The wine cellar alone – curated by young Texan, William Mulholland – has won a basket of awards and features quite the best selection of fine French wines that I have encountered in Canada. We reluctantly eschewed the Domaine de la Romanee-Conti Richebourg Grand Cru for somewhere north of $4,000 and settled for Mr Mulholland’s recommended Pouilly-Fumé instead. At a fraction of the price this splendid Loire white – not that easy to come across in Canada – suited the scallops and halibut well, and a postprandial malt from the equally impressive range on offer left us feeling dangerously mellow.

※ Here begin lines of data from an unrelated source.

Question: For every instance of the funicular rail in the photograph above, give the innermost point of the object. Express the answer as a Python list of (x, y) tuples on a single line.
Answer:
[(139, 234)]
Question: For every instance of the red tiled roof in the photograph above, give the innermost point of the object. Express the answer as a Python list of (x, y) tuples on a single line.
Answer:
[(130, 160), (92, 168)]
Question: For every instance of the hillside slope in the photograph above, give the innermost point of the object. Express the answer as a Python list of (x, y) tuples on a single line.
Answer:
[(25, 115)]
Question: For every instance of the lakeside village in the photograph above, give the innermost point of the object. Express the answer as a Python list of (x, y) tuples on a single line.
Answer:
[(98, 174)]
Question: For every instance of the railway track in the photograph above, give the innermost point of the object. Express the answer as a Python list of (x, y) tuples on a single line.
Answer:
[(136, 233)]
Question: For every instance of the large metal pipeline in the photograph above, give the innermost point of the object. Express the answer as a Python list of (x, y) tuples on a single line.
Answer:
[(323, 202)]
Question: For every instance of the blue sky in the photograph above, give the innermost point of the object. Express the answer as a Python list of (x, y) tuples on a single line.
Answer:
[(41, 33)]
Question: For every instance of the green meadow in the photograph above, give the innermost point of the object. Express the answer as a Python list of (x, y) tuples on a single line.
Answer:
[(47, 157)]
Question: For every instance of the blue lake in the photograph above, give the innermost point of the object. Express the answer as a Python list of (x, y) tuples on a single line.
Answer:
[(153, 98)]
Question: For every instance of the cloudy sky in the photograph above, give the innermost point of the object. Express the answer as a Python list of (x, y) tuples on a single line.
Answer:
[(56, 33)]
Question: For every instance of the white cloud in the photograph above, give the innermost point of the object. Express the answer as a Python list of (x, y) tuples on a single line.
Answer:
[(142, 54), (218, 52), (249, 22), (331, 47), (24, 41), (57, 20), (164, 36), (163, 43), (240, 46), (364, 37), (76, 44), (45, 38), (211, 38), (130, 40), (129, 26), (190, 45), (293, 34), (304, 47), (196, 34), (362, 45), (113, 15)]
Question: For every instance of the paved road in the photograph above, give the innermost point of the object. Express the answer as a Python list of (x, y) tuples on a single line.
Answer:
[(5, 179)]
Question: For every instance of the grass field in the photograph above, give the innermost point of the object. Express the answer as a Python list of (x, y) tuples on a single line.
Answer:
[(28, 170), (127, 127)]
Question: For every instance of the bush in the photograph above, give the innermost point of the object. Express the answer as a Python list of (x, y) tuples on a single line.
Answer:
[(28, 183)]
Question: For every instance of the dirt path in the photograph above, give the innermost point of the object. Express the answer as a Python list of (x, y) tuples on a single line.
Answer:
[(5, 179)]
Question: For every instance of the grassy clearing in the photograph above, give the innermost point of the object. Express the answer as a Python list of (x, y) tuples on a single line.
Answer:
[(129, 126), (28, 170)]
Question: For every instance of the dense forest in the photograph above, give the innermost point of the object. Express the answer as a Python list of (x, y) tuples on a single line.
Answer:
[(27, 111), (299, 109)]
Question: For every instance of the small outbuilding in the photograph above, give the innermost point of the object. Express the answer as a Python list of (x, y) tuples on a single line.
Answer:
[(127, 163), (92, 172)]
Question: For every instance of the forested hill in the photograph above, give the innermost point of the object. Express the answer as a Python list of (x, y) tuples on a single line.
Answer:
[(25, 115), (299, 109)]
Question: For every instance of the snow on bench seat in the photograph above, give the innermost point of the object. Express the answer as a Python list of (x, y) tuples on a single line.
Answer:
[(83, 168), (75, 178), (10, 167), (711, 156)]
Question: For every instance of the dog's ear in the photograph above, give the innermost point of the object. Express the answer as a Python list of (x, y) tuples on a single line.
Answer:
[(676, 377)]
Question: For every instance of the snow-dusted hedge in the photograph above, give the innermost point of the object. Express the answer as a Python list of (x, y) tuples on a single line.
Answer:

Not so mellow, however, that we were unable to effect a visit to IKEA on the way back to the ferry the following morning! IKEA has much in common with the modern airport terminal in that it matters not where you are in the world – if you are in IKEA you could be anywhere! I am almost minded to suggest that a visit might be in order for the ex-pat suffering a mild case of homesickness… The Richmond branch is, for example, totally interchangeable with that at Brent Cross in North London!

Tags: , , ,

Bambi!

deer-307438_1280One would think – given the degree of commonality in the respective backgrounds of our two cultures (by which I am am referring of course to those of Canada and of the UK) – that there would be relatively few instances of incomprehensible difference. There are, however, perhaps more than one might expect.

I have mentioned before, I know, my astonishment regarding the bathing habits prevalent this side of the pond. For a nation that virtually fetishises the outdoor life – regardless of the best attempts of weather to curtail it – I simply cannot understand the lack of proper bathing facilities. The ‘foot baths’ with which most Canadian bathrooms seem to be equipped scarcely allow one to wet one’s backside and a good long wallow is out of the question. A side effect of this sorry situation is that it is also nearly impossible to find in the stores the sort of unctuous bathing lotions without which any self-respecting British bathroom would be considered ill-equipped. Little chance of a good long muscle-relaxing soak in some suitably aromatic bath foam here.

I have also previously referred in these postings the strange habit of the owners of what Canadians call ‘stick shift’ automobiles (‘manual’ to the rest of us) of leaving the vehicles in gear when parked, in preference to using the handbrake. Canadians themselves might be less aware of this quirk since the great majority seem to drive automatics anyway.

These random examples were brought to mind by the latest incomprehensibility to which I have been exposed. Now, this has been on my mind for a while but was brought into sharp focus last weekend by a visit to the splendid ‘Beagle‘ public house in Cook Street Village, to which we repaired on Saturday for a spot of lunch. The excellent menu included – and of which the Kickass Canada Girl availed herself – a venison burger! Not just any venison burger, but quite the best that we have encountered.

This splendid treat, however, starkly highlighted the strange fact that – in a land where the animals abound and in a city parts of which suffer a wild deer ‘problem’ – it is simply not possible to purchase venison in any form from any of the puveyors of comestibles. Even the specialist butchers refuse to stock it – though they do carry the somewhat inferior bison. The Girl and I have taken to eating a great deal of venison over the past couple of years. It is a splendid, low-fat and extremely healthy meat, to say nothing of being easy to cook and jolly tasty.

When taxed as to why a country scratching its head as to how to deal with the plethora of unwanted deer doesn’t bow to the obvious and eat the damned things, a bizarre range of explanations are offered – from suggesting that any self respecting Canadian who fancies a haunch simply goes out with his (or her) rifle and blows one away, all the way to a trembly-lipped evocation of Bambi. Get a grip, guys!

We did ask our most helpful server at ‘The Beagle’ as to where they sourced theirs but apparently they buy in bulk from a wholesaler, possibly from outside the country.

Had we a freezer big enough it might just be worth purchasing a truck-load!